With this sample of site indices, we can compute the collated indices for multiple combination of sites. Using a bootstrap approach, we can now estimate the confidence interval around the estimated collated index, using the variation observed between monitoring sites. First we randomly draw n bootstrap samples, using the function boot_sample. This function sample with replacement from a the pool of all sites available. Because sampling is done with replacement, site can occur twice in a specific bootstrap sample and it will be treated as two independent sites (realisations). Here we use a 500 bootstrap, with set.seed() sake of cpu time and repeatability, but you should aim for 1000 sample and more and remove the set.seed() in the random number generator to generate different samples between runs.

Note that we set “glm_weights = TRUE” in the “collated_index()” function. If you set this argument to “TRUE”, the function will use the portion of the flight curve sampled as the weight in the model.
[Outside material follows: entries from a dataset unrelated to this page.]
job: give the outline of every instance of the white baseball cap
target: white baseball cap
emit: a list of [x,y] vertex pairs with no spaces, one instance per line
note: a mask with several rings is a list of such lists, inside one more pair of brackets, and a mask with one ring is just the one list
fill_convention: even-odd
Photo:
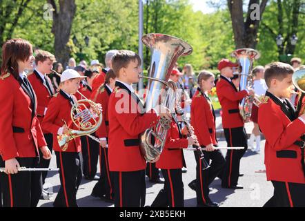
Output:
[[72,78],[86,78],[87,76],[81,76],[77,71],[73,69],[67,69],[63,72],[60,77],[60,81],[63,82]]
[[99,64],[99,60],[92,60],[91,61],[90,66],[92,66],[96,65],[96,64]]

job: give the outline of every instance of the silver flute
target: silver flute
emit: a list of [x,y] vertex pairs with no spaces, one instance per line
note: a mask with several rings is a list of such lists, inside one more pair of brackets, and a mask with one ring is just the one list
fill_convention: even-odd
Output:
[[[0,167],[0,173],[4,172],[4,167]],[[28,168],[28,167],[19,167],[18,171],[59,171],[59,168]]]

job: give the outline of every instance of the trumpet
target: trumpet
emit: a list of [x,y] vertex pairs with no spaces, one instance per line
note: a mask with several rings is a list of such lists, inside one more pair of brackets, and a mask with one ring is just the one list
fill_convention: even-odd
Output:
[[[55,70],[52,70],[56,75],[61,76]],[[101,124],[102,110],[99,105],[88,99],[82,93],[77,93],[84,99],[78,100],[71,108],[71,119],[73,124],[80,129],[68,129],[68,134],[57,135],[57,141],[63,151],[68,148],[68,143],[72,140],[83,135],[87,135],[93,140],[99,143],[99,139],[90,134],[96,131]],[[90,106],[90,109],[87,107]],[[97,119],[96,119],[97,118]],[[66,123],[63,121],[66,126]],[[68,126],[67,126],[68,127]]]

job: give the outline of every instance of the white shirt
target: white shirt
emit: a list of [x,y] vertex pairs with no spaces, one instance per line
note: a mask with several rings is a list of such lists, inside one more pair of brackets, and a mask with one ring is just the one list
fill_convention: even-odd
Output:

This means that poorly informed indices (site with few visits or with visits outside the flight curve) have less influence on the collated index than those that cover a larger proportion of the flight curve.

bms_id <- "NLBMS"
set.seed(125361)

bootsample <- rbms::boot_sample(sindex[substr(SITE_ID, 1, 5) == bms_id, ], boot_n = 500)
co_index <- list()

## for progression bar, uncomment the following
pb <- txtProgressBar(min = 0, max = dim(bootsample$boot_ind)[1], initial = 0, char = "*",  style = 3)
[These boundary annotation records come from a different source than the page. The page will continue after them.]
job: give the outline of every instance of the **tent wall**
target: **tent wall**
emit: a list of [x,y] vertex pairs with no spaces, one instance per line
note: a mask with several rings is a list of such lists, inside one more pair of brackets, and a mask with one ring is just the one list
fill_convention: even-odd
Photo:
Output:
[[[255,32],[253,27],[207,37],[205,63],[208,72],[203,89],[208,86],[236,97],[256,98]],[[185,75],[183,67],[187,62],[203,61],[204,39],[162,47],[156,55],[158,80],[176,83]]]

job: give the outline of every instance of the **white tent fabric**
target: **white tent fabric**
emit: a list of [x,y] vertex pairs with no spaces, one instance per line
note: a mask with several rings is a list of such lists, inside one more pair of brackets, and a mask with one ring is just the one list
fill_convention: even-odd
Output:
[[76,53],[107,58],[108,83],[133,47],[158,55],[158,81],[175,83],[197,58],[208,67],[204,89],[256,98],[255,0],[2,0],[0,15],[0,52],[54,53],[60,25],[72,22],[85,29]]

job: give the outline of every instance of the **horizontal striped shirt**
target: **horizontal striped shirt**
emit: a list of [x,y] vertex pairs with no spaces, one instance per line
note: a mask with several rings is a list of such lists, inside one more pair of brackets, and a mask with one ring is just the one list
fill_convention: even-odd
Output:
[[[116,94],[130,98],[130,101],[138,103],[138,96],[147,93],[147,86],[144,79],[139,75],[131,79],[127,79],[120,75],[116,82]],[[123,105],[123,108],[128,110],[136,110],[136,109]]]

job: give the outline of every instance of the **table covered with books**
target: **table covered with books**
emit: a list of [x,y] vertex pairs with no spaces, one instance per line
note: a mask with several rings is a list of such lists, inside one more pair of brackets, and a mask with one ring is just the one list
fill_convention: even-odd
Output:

for (i in c(0, seq_len(dim(bootsample$boot_ind)[1]))) {
    co_index[[i + 1]] <- rbms::collated_index(data = sindex[substr(SITE_ID, 1, 5) == bms_id, ],
                                              s_sp = s_sp,
                                              sindex_value = "SINDEX",
                                              bootID = i,
                                              boot_ind = bootsample,
                                              glm_weights = TRUE,
                                              rm_zero = TRUE)

    ## for progression bar, uncomment the following
    setTxtProgressBar(pb, i)
}

## collate and append all the result in a data.table format
co_index <- rbindlist(lapply(co_index, FUN = "[[", "col_index"))
co_index$BMS_ID <- bms_id
co_index$SPECIES <- s_sp

co_index_boot <- co_index
saveRDS(co_index_boot, file.path("bms_workshop_data", paste( gsub(" ", "_", s_sp), bms_id, "co_index_boot.rds", sep="_")))

Figure with CI

Now that you have a collated index, and a series bootstrapped collated indices, you can compute a 95% Confidence Interval around your index and construct a figure to illustrate the temporal trend resulting from the annual indices. Here we will rescale and present the indices on a log(index)/log(10) scale. Confidence interval are computed using the 0.025 and 0.975 quantile from the n bootstrap sample.

bms_id <- "NLBMS"

co_index_boot <- readRDS(file.path("bms_workshop_data", paste( gsub(" ", "_", s_sp), bms_id, "co_index_boot.rds", sep="_")))

boot0 <- co_index_boot[ , mean(COL_INDEX, na.rm=TRUE), by = M_YEAR]
boot0[, LOGDENSITY0 := log(V1) / log(10)]
boot0[, meanlog0 := mean(LOGDENSITY0)]

# Add mean of BOOTi == 0 (real data) to all data
boot_ests <- merge(co_index_boot, boot0[, .(M_YEAR, meanlog0)],
    by = c("M_YEAR")
    )

boot_ests[, LOGDENSITY := log(COL_INDEX) / log(10)]
boot_ests[, TRMOBSCI := LOGDENSITY - meanlog0 + 2]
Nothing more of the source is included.